I have always thought that if you could marry landscape design with arboriculture, you could truly make magic. ;) Design lanscapes for the long run instead of planting and designing "problems" to be headaches down the road......

i'm finding that very quotable, and will prolly pitch it towards a few builders/ landscapers!


Mike's list too, both an enlightenmeant/ education. The removal of large lower limbs can also rearange weight distribution, making more top heavy/volatile? But then to the arguement side; i think custmers want easily cared for (no ducking to mow) lawnscape also low branchings under 6' (low for a tree.....) propose a possible violation to security as far as night lighting, and viewing property with as few hiding places as possible.

Also aesthetically most owners seem to view trees as a framing and setting off of the grounds and buildings in a picture, rather than the tree as the focal point itself. Many harmonies to be met.
 
TREE TEX

Loved your comment about magic - landscape design being married with arboriculture.

A large volume of my exposure in this industry was the university campuses and botanical gardens here - where there is neither arborist, nor designer.

Those locations here, have what may be termed horticulturist that is both put together, if not agronomist (soils) too.

When I started in business, it was an oddity that the industry was fragmented to a great degree.

At first, I thought I was somewhat alone in business, having care for landscape design, and arboriculture.

As each year progressed, I soon met other contractors in horticulture that knew and cared for both facets. There was no way to tell from advertising, because in Oregon, most tree services can't advertise landscaping, so they don't progress into that field, or can't use a title indicating that work.
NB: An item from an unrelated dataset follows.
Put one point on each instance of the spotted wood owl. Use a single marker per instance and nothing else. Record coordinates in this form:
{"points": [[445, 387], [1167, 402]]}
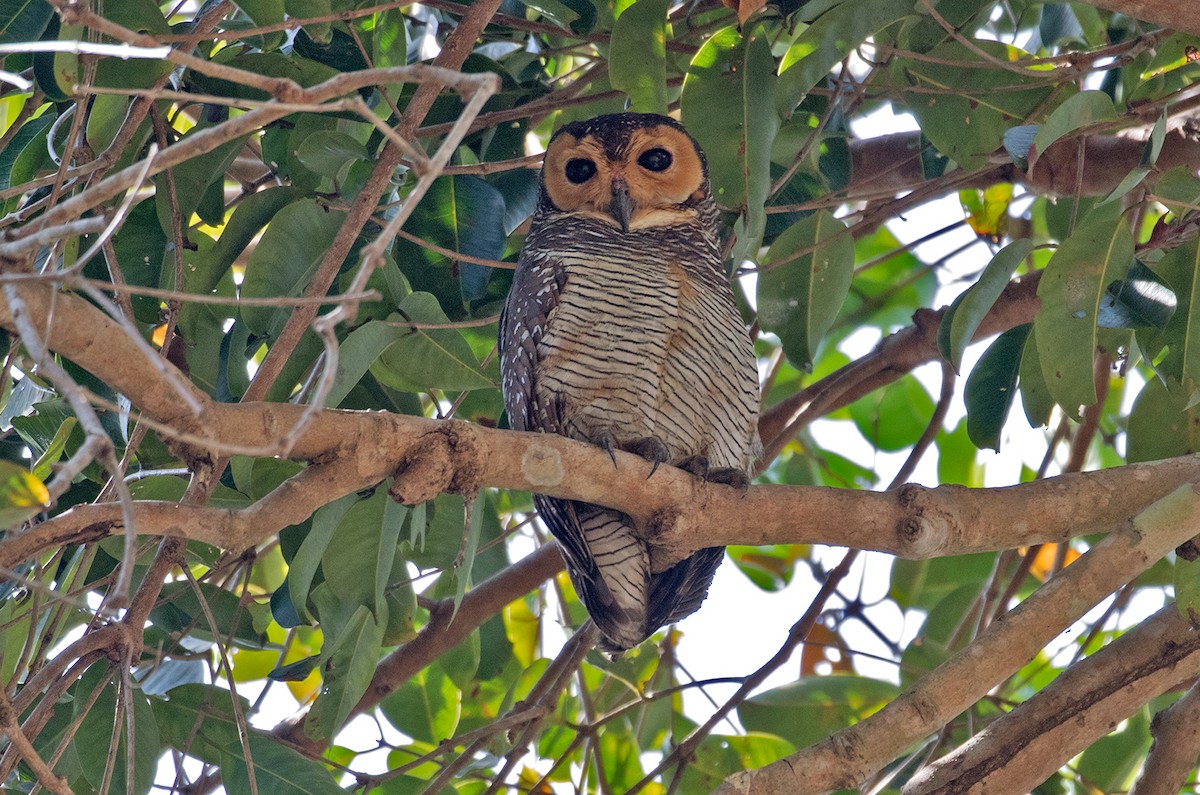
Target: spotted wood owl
{"points": [[621, 330]]}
Landscapers that know arboriculture, don't advertise it, because they are licensed landscape contractors (that legally do tree work). In many cases, they do their own small pruning to industry standards, and just contract the big work to cut down on equipment, but none the less, adhere to arboriculture.

Its taken a decade, but I've finally see that there are horticulturists in the area that enjoy all phases of the industry.

The landscape technology college program in Portland was a real treat. At least 2 full classes taught everything needed to cover or exceed what would be most of the current ISA certification exam. That class was taught by a consulting arborist experienced in this local region.

And the other 5 ID classes taught and tested for about 500 trees and shrubs (1 class each quarter for 5 quarters). Then one class was dedicated to native plants. And a bonsai master taught a full course on bonsai, and saekai (? spelling).

Not quite sure of the course outline at the moment, but am somewhat dissappointed that it requires one class mandantory spanish now, instead of Spanish as an option.

Then there were soils, pesticides, horticulture and other classes.

It would be a slick deal if every landscaper, designer and arborist, in say 20 years, could all be expected to maintain a "core" equivelant to about an associates degree mimimum, of horticulture training that "married" landscape design and arboriculture.
 
Originally posted by M.D. Vaden
because they are licensed landscape contractors

You mean it takes more than owning a 1984 Chevy S-10, a shovel, a few bags of mulch, push mower, weed wacker, and a 1 gallon gas can?? :confused:

It is 100% unregulated in TX.
 
Around here LA and Hort do not go hand in hand. Thought here are a few I have some respect for. One runs a nursery/garden center in Mequon called LeafLand. His name is Jim Walczak. NicK C's dad does a prety good job too.

Most of the big design/build companies are there to sell a product, not something to last decades. I've seen some well done/maintained jobs from 30-50 years ago. Those are impressive.

Seems that most LA's these days want material that will look good in theire artistic concept now, compatability is not really a concideration.

Too many river birch in raised mounds in driveway circles.
 
My experience with LA's is that they are usually hardscape oriented. The living material is secondary at best.

Most of the big design/build companies are there to sell a product, not something to last decades.

Kinda like selling topping and flush cuts.